DUTCH HELP FOR GERMANY

SURPLUS FARM PRODUCE

SIR HENRI DETERDING'S SCHEME

FROM OUR OWN CORRESPONDENT

THE HAGUE, DEC. 29

Sir Henri Deterding has drawn up a scheme by which the entire surplus of Dutch agricultural products is to be bought and transported to Germany. There it will be sold in marks and the revenue will be handed over to the German Winter Help organization. Under the motto, " Western cooperation," Sir Henri Deterding has appealed for Dutch support, and in particular for more financial help.

A large quantity of food, including millions of tons of bacon and 30,000 pigs, has already been bought. The dispatch of the Dutch surplus supplies will be with the approval of the Dutch Government and will not affect the quotas already fixed.
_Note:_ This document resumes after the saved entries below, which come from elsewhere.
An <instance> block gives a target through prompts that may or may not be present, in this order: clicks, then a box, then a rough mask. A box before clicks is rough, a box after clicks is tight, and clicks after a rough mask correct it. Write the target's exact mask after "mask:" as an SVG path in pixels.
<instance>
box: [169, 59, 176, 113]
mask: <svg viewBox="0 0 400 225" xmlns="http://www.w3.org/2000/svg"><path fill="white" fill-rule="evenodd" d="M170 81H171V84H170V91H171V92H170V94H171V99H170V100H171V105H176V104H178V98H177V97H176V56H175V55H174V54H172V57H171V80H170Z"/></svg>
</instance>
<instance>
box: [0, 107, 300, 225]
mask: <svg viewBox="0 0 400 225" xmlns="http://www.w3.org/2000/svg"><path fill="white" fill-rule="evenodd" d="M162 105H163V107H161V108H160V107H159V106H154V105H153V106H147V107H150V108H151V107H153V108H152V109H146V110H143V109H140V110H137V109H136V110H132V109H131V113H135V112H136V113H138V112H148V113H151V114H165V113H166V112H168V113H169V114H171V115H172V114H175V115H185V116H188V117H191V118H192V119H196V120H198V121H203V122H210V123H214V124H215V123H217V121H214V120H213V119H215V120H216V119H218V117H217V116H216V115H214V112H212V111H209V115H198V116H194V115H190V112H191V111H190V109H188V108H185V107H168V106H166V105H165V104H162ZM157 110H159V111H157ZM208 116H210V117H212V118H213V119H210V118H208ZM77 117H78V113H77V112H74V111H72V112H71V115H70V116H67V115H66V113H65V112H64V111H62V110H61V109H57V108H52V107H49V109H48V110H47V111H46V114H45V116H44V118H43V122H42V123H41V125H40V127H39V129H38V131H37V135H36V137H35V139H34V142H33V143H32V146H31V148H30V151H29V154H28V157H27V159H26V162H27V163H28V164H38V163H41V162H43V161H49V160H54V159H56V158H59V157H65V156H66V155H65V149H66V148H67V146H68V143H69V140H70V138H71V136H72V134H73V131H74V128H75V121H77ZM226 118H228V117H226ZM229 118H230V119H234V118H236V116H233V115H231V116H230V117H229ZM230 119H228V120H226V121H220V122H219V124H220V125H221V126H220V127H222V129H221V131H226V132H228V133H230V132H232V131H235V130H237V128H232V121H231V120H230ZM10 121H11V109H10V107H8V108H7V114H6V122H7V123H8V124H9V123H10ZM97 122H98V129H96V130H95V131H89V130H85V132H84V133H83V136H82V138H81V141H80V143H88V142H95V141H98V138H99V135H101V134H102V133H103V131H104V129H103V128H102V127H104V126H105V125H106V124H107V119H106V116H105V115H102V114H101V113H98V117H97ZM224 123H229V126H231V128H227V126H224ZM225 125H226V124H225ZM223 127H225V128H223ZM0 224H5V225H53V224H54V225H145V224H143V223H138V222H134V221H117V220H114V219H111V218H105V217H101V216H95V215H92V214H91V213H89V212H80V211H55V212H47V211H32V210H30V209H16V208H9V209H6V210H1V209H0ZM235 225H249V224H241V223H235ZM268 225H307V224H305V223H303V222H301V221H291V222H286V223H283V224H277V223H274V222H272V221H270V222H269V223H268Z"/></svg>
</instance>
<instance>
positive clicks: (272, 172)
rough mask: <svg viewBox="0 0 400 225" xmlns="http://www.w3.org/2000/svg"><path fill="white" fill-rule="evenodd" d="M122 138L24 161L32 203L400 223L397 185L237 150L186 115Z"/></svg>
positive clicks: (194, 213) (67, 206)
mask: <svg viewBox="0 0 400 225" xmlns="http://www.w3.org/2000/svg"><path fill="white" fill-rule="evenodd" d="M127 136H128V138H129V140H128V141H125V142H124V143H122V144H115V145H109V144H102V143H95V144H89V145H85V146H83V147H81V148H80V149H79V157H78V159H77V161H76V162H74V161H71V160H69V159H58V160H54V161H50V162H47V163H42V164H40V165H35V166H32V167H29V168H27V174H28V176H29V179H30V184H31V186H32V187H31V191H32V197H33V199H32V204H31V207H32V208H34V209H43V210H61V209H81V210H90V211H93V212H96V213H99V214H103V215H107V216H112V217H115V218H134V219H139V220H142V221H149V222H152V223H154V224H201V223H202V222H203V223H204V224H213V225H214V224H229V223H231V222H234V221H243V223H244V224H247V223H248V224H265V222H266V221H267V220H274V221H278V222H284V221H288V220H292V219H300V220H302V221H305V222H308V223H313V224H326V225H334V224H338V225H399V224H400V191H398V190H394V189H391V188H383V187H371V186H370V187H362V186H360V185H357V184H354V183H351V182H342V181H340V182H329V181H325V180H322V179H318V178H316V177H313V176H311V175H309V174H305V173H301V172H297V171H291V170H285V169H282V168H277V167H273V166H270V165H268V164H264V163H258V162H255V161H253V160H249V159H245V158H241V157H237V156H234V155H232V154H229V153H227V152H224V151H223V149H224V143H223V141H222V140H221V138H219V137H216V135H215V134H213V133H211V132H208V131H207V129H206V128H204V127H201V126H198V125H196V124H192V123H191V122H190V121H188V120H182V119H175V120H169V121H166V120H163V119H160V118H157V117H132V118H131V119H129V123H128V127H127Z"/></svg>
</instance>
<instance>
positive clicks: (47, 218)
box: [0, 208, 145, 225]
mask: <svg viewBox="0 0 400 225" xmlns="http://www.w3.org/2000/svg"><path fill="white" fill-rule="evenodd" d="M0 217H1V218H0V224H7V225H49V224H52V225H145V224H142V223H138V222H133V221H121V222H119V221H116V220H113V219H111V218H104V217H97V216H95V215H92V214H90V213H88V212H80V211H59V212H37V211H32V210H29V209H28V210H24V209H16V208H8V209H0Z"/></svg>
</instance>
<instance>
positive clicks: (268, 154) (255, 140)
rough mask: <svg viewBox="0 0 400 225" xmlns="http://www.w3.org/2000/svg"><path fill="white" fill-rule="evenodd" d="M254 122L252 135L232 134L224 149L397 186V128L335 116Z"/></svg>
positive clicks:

It is believed that Sir Henri Deterding's first donation is over £1,000,000. In connection with the scheme an institute was recently founded at Haarlem under the name De Waag and it will be responsible for the publication of a new periodical edited by Dr. D. M. Dyt, who is the administrator of Sir Henri Deterding's large estates in Mecklenburg. Sir Henri is now residing in Berlin near the Little Wannsee.

In a letter announcing his decision, Sir Henri Deterding explains that his motives are based on the conclusion that Bolshevism can only result in larger unemployment and misery. The main object of the Communists, he says, is to permit as little cooperation between the nations as possible, because only then will their destructive principles succeed. They therefore started to create trouble in Spain six years ago, and the result is now daily visible. Great Britain deserves to be thanked for her policy of non-intervention which has prevented greater trouble among the other Powers in Europe. The further cooperation of these Powers will be the quickest remedy against infectious Communism.

Germany is a natural market for the agricultural products of Holland, while Germany can dispose of part of her industrial production in Holland. The clearing system, with its payment of old debts, has resulted in a dislocation of the balance of payments. Sir 'Henri Deterding then goes into a technical discussion about economic conditions in Holland, and comes to the conclusion that the only solution is to allocate the surplus of her agrarian products to the country where they are wanted and where there is a ready market for them. As soon as this surplus has been disposed of, he says, the restrictions on trade can safely be cancelled. After another attack on Bolshevism, he says that the present gold policy is another cause of the apparent impossibilty of sending the surplus of one rich country to another country in need of it, and he urges that not gold but the products of labour must serve as a means of exchange.